Baca berita dengan sedikit iklan, klik di sini
Rilda A.Oe. Taneko
BERAWAL satu. Tahun berlalu. Tak ada orang yang serupa dengan dirinya. Ia tinggal di sebuah kampung di ceruk bukit-bukit cemara. Tak jauh dari drielandenpunt, titik perbatasan tiga negara: Belanda, Jerman, dan Belgia. Penduduk kampung itu berambut pirang, atau kecokelatan, atau kemerahan, atau beruban, berkulit putih, berhidung mancung dan bertubuh lebih tinggi darinya.
Dari puncak bukit cemara, kampungnya terlihat berbentuk bintang, bersudut-sudut dan menjorok pada lembah-lembah bukit, yang dikelilingi oleh perkebunan apel. Rumah-rumahnya terlihat asri, bungalow atau kopel bertingkat dua, bercat putih, berpagar batu, pekarangan rumput hijau yang rapi, lalu balkon yang ditanami bunga musim semi berwarna-warni. Di tengah kampung, menara gereja menjulang tinggi. Setiap satu jam, lonceng gereja berdentang.
Ia kerap berjalan-jalan di bukit cemara. Di dekat sungai kecil, yang mengalir dan meliuk tenang, tempat kuda poni dan sapi hitam-putih biasa minum, terdapat hutan, Eys Boos namanya.
Ia senang pergi ke Eys Boos. Di tiap musim gugur, ia memunguti kastanye yang berserak di sela tumpukan dedaunan. Kastanye itu berduri. Ia injak-injak buah kastanye itu hingga cangkangnya terkelupas dan bijinya, yang cokelat tua berkilat, terlepas. Biji-biji itu ia kumpulkan dan bawa pulang.
Sore hari ia akan merebus atau memanggang biji-biji kastanye itu untuk suaminya, Ad, yang memang suka kastanye. Bagi ia sendiri, kastanye itu membosankan, rasanya sama dengan biji nangka. Dan ia sudah bosan memakan biji nangka.
Selain kastanye, Ad suka makanan Indonesia.

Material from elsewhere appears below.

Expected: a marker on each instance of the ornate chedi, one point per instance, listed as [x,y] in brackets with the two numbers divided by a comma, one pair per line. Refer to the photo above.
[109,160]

Apa saja. Ikan bakar, pempek dan tekwan. Nasi goreng, apalagi. Setiap kali membantunya memasak nasi goreng, Ad bernyanyi gembira:
Geef mij maar nasi goreng
met een gebakken ei,
wat sambal en wat kroepoek
en een goed glas tee erbij...
Ad sengaja mengubah kata bier menjadi tee. Ad tidak pernah dan tidak suka minum bir. Ia lebih memilih teh, terutama Teh Sosro rasa melati.
Dua generasi keluarga Ad tinggal di Indonesia. Di sebuah pulau kecil di selatan Pulau Sumatra, tepatnya. Opa, oma, dan papanya bahagia tinggal di pulau itu. Ad sendiri tak pernah berkesempatan untuk menetap. Namun demi kisah lalu, makanan dan juga lukisan-lukisan yang memenuhi masa kecil dan dinding-dinding rumahnya, Ad bertekad untuk datang ke pulau itu. Dan, ketika ia berumur dua puluh dua, impiannya tercapai.
Ad tiba di pulau itu sebagai turis. Ia menapaki jalan-jalan yang pernah dijejaki keluarganya. Menjenguk rumah yang dulu dihuni opa dan omanya. Rumah tempat papanya dilahirkan dan dibesarkan. Dan dikarenakan luapan kenangan, rasa haru dan kebahagiaan, melihat rumah tua yang dihuni angin itu, Ad menangis.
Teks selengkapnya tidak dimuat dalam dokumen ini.